Classes and IDs are crucial attributes for precisely identifying page elements. Classes group similar elements for consistent styling with CSS or manipulation via JavaScript. Classes are referenced using .class-name
.
On W3Schools, class groupings appear like this:
<div class="city">
<h2>London</h2>
<p>London is the capital of England.</p>
</div>
<div class="city">
<h2>Paris</h2>
<p>Paris is the capital of France.</p>
</div>
<div class="city">
<h2>Tokyo</h2>
<p>Tokyo is the capital of Japan.</p>
</div>
Notice how each title and city section is enclosed in a div
sharing the same city
class.
In contrast, IDs must be unique to individual elements (no two elements can share an ID). For example, these H1 elements have unique IDs for individual styling/manipulation:
<h1 id="header1">Hello World!</h1>
<h1 id="header2">Lorem Ipsum Dolor</h1>
The syntax for targeting ID elements is #id-name
.
This guide uses Python because of its many HTML scraping libraries and beginner-friendly syntax. To verify if Python is installed, run this command in PowerShell (Windows) or Terminal (macOS):
python3
If Python is installed, you'll see the version number; otherwise, you'll get an error message. If needed, download and install Python.

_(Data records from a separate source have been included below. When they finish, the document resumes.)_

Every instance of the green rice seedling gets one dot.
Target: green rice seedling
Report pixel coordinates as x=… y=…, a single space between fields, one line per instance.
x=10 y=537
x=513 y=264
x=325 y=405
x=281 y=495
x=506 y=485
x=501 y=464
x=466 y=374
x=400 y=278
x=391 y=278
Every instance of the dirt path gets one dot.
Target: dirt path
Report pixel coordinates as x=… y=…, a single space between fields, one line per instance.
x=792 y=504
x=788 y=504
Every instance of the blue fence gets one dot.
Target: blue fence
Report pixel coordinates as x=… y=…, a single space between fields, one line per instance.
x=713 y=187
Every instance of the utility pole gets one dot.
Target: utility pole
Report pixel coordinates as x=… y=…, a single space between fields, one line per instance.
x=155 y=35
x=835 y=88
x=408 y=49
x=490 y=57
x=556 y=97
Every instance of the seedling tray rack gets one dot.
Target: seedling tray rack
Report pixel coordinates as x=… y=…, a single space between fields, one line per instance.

Next, create a folder named WebScraper
and inside it create a file called scraper.py
. Open this file in your preferred integrated development environment (IDE). We'll use Visual Studio Code in this guide:
An IDE is a comprehensive tool that enables developers to write code, debug, test programs, create automations, and more. You'll use it to develop your HTML scraper.

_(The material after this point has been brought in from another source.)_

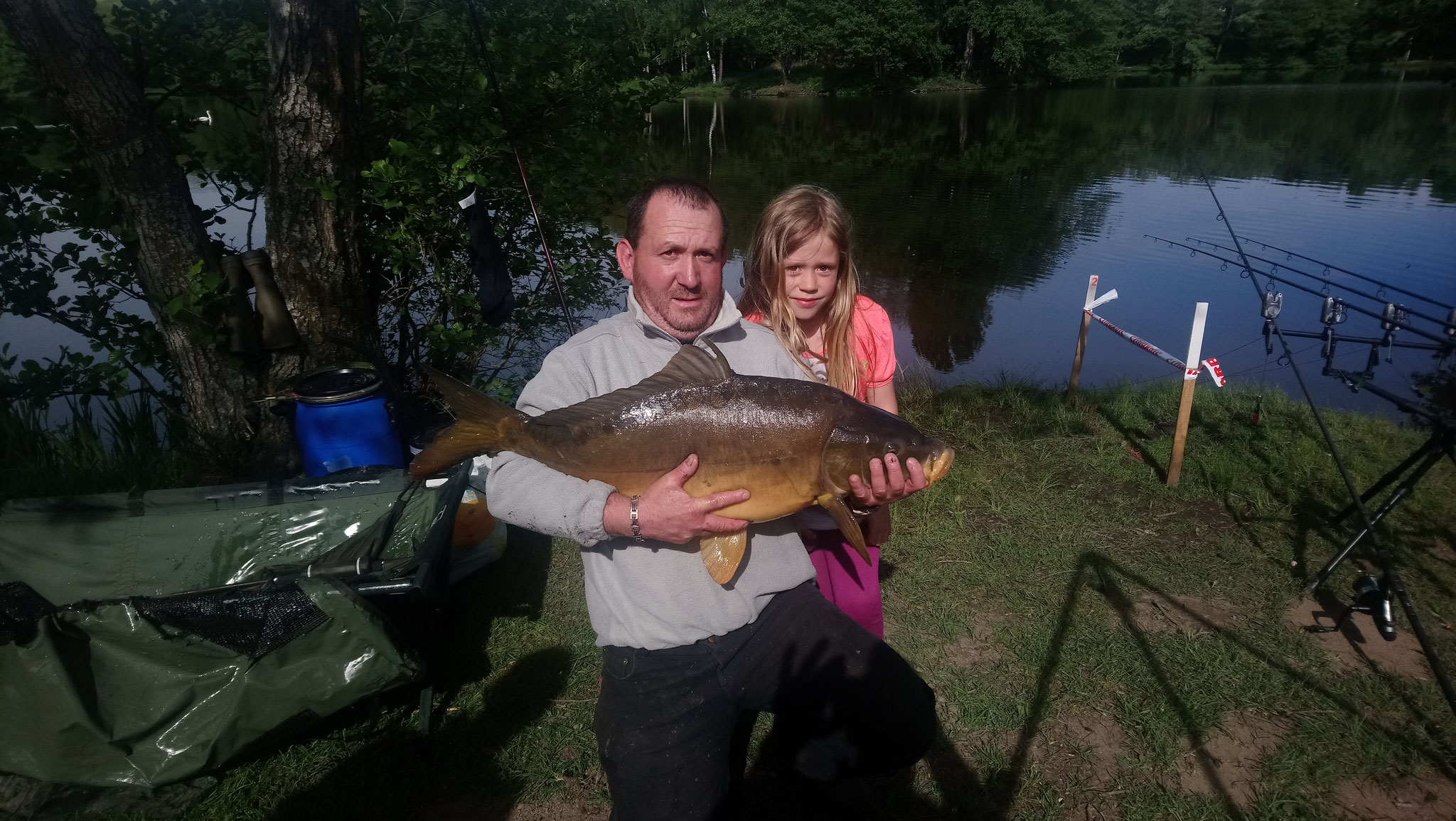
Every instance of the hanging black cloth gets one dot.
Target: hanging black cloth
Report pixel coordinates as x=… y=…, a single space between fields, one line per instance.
x=487 y=261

Now, isolate your global Python installation from your scraping project by creating a virtual environment. This prevents dependency conflicts and keeps your project organized.
Install the virtualenv
library with this command:
pip3 install virtualenv
Navigate to your project folder:
cd WebScraper
Create a virtual environment:
python<version> -m venv <virtual-environment-name>
This creates a directory for all packages and scripts within your project folder:
Now activate your virtual environment using the appropriate command for your system:
source <virtual-environment-name>/bin/activate #In MacOS and Linux
<virtual-environment-name>/Scripts/activate.bat #In CMD
<virtual-environment-name>/Scripts/Activate.ps1 #In Powershell
When activated successfully, your virtual environment name will appear on the left side of your terminal:
With your virtual environment active, install a web scraping library. Options include Playwright, Selenium, Beautiful Soup, and Scrapy. For this tutorial, we'll use Playwright because it's user-friendly, supports multiple browsers, handles dynamic content, and offers headless mode (scraping without a GUI).
Run pip install pytest-playwright
to install Playwright, then install the required browsers with playwright install
.
Now you're ready to start web scraping.
The first step in any scraping project is selecting your target website. For this tutorial, we'll use this e-commerce test site.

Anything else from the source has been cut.